The company weathered the challenges and was able to shore up its financial position following the rise in oil and gas prices. In 2022, it generated a record net income of $12.5 billion and free cash flow of $13.6 billion. It used its windfall to pay down $10 billion in debt and redeemed 15% of Berkshire's preferred stock. Both moves reduced annual expenses by $520 million.

Occidental's business isn't quite as diverse as ExxonMobil. Because it relies on upstream operations, the company is more vulnerable to falling oil and gas prices. As oil prices stabilized last year, its net income fell nearly 70% to $3.7 billion.

However, the aforementioned production cuts from OPEC+ coupled with the refilling of strategic reserves could keep oil prices elevated. In an interview with CNBC, Occidental CEO Vicki Hollub noted that the world is failing to replace crude reserves fast enough. Notably, the Strategic Petroleum Reserve (SPR) maintained by the United States Department of Energy (DOE) has fallen to its lowest level in 40 years. As the U.S. refills its reserves, it could keep a floor on oil prices.

US Crude Oil in the Strategic Petroleum Reserve Stocks Chart

US Crude Oil in the Strategic Petroleum Reserve Stocks data by YCharts

On a longer time horizon, Occidental is investing heavily in direct air capture technology, which allows it to capture carbon dioxide from the air to store underground or use to create clean transportation fuels.

This technology, known as carbon capture utilization and sequestration (CCUS), could grow into a huge market as companies aim to reduce their carbon footprint.

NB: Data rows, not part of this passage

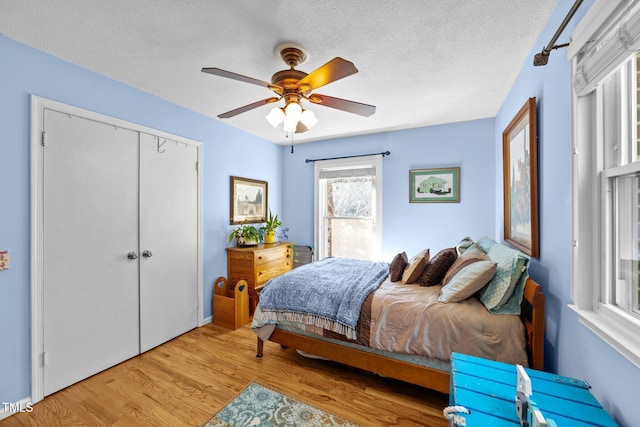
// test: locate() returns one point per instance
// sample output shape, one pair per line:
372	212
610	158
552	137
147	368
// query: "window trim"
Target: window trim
376	162
591	209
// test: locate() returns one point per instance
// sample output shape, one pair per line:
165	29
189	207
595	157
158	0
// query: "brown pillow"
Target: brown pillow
396	268
468	258
437	267
415	267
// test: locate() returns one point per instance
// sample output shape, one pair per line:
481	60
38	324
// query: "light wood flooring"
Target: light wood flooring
187	380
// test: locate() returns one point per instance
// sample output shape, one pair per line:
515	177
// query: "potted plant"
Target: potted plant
269	227
245	235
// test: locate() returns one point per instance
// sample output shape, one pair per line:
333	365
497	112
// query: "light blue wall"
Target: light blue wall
409	227
571	349
226	151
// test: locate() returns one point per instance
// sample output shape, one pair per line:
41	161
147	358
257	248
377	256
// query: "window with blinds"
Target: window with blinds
348	200
606	173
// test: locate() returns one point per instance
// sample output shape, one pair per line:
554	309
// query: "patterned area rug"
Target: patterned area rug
260	406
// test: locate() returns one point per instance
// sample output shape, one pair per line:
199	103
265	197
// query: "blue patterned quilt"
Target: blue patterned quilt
328	293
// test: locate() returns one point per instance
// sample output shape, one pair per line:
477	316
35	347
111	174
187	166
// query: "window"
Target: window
348	207
606	174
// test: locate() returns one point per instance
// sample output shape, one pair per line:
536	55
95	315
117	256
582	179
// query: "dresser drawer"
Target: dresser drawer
258	264
271	269
274	254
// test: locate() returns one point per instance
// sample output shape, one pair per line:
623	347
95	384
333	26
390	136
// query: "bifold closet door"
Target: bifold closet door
168	239
90	289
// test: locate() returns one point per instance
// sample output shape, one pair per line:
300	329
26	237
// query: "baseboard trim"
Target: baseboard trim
9	408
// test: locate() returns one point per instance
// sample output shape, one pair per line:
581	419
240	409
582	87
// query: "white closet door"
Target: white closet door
168	230
90	287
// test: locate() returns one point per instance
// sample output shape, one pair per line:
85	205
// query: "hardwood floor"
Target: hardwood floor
187	380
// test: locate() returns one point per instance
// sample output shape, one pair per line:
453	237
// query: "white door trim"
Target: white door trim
38	105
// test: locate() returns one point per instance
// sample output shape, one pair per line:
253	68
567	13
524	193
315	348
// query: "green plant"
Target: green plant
244	233
272	223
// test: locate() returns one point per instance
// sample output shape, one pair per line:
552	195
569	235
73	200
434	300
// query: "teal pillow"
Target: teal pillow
511	265
513	305
463	245
486	243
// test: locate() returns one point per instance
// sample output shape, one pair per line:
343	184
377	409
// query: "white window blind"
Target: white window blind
609	48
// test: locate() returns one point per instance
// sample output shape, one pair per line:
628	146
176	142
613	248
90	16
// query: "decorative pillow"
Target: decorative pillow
486	243
511	265
473	254
463	245
513	305
415	267
468	281
396	268
437	267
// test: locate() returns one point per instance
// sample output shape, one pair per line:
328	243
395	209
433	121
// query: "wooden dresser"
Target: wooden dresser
258	264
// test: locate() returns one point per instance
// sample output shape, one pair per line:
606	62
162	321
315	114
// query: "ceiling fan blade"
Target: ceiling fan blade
228	74
365	110
333	70
248	107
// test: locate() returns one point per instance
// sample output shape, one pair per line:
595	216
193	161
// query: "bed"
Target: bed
415	309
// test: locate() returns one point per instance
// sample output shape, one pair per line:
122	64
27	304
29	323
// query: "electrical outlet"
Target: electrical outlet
4	260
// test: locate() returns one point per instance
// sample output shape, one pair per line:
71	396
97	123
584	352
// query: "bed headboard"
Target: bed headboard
532	315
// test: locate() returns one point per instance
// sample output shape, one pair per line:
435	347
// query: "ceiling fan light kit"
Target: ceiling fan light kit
293	85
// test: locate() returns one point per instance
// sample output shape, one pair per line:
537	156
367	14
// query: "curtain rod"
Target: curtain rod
543	57
386	153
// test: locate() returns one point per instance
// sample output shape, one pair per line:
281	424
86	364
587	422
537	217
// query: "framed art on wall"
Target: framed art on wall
520	180
248	200
434	185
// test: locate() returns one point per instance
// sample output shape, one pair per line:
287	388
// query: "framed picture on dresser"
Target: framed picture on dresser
520	180
248	200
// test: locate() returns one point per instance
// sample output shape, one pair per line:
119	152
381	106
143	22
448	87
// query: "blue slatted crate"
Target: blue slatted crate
488	389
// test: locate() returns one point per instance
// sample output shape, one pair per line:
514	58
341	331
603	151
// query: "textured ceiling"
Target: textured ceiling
420	62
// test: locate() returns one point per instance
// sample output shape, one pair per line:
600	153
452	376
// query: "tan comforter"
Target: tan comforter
410	319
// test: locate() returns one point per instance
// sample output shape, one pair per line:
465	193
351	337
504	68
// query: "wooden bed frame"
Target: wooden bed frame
532	315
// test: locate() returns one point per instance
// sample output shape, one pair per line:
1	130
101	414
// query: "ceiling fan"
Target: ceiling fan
294	85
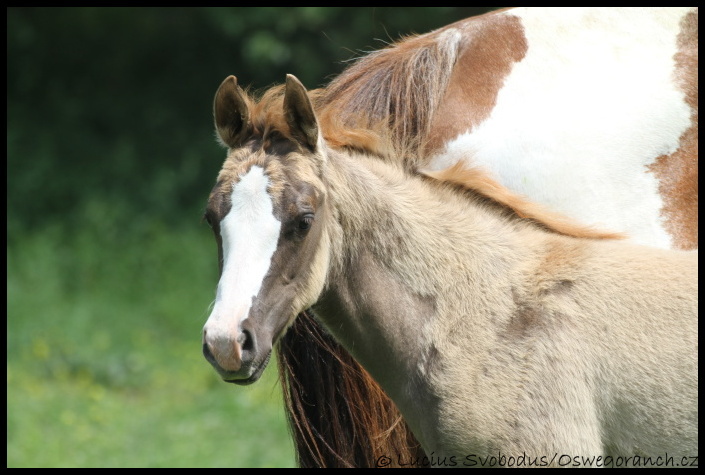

Hollub said CCUS could grow into a $3 trillion to $5 trillion global market.

Occidental relies heavily on upstream operations and elevated oil and gas prices to drive strong cash flows. However, if you are bullish on oil prices and want to play the potentially colossal opportunity in CCUS as companies reduce their carbon footprints, Occidental is an excellent energy stock to scoop up today.